The first time you use gisaid-download, you'll need to set up a config file: gisaid_config.ini . Download it to your pwd or chosen outdir via:

gisaid_download --example -o gisaid/directory

Edit the config file to serve your needs. There are details in there that explain most everything.

Now you're ready to do the download and/or get your EPI_SET. Let's say we only want samples that were collected before 2023. We'll set a date (required for creating unique filenames). To run, do this:

sample_date='2023-01-01'
gisaid_download ${sample_date}

Behavior

The above command triggers up to four steps. Steps 1, 3, and 4 only happen if you're interacting with the hpc cluster. If using the --no_cluster (or -n) flag, they will be skipped.

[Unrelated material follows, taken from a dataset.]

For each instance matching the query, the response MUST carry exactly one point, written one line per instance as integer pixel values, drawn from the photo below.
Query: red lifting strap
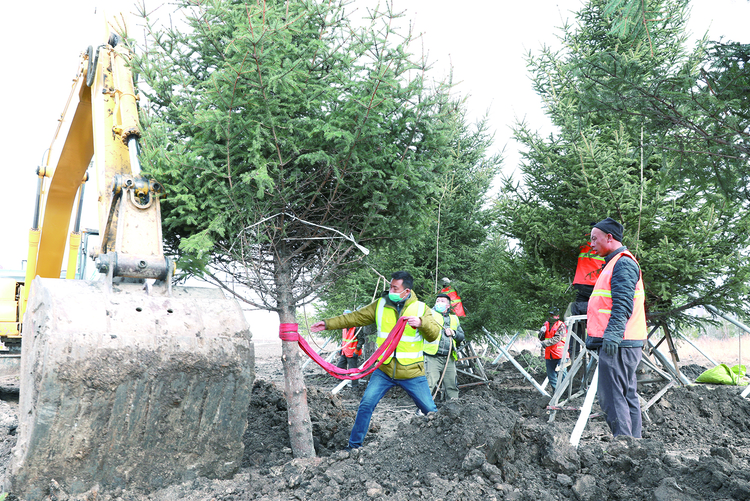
(288, 332)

Step 1: Update local list of downloaded sequences

If you're planning on transferring downloaded data to an hpc, the above command will first look for samples that already exist on the hpc at your cluster_epicov_dir (from config). This uses sftp via (via hpc-interact). If no data yet exists on the cluster or you're the only one downloading samples and transferring them to the hpc, you can skip this step by adding the --skip_local_update (or -s) flag like this:

gisaid_download ${sample_date} --skip_local_update

The flag -n can also be used to skip this step along with step 3 and 4.

Step 2: Download sequences

This is an interactive download that by default requires pressing enter after each step. If you don't want to press enter as much (like if you get in the rhythm and can't be bothered to stop...), you can add the --quick (or -q) flag like this

gisaid_download ${sample_date} --quick

Step 3: Upload sequences to hpc

Using sftp (via hpc-interact), all the data downloaded in Step 2 will be uploaded to the hpc at your cluster_epicov_dir.

The flag -n can also be used to skip this step along with step 1 and 4.

Step 4: Run a followup command on the hpc

If specified in your gisaid_config.ini, followup_command will be run by ssh through hpc-interact. This could be any string, but we recommend setting it to run a script that will begin analyzing the data you just uploaded.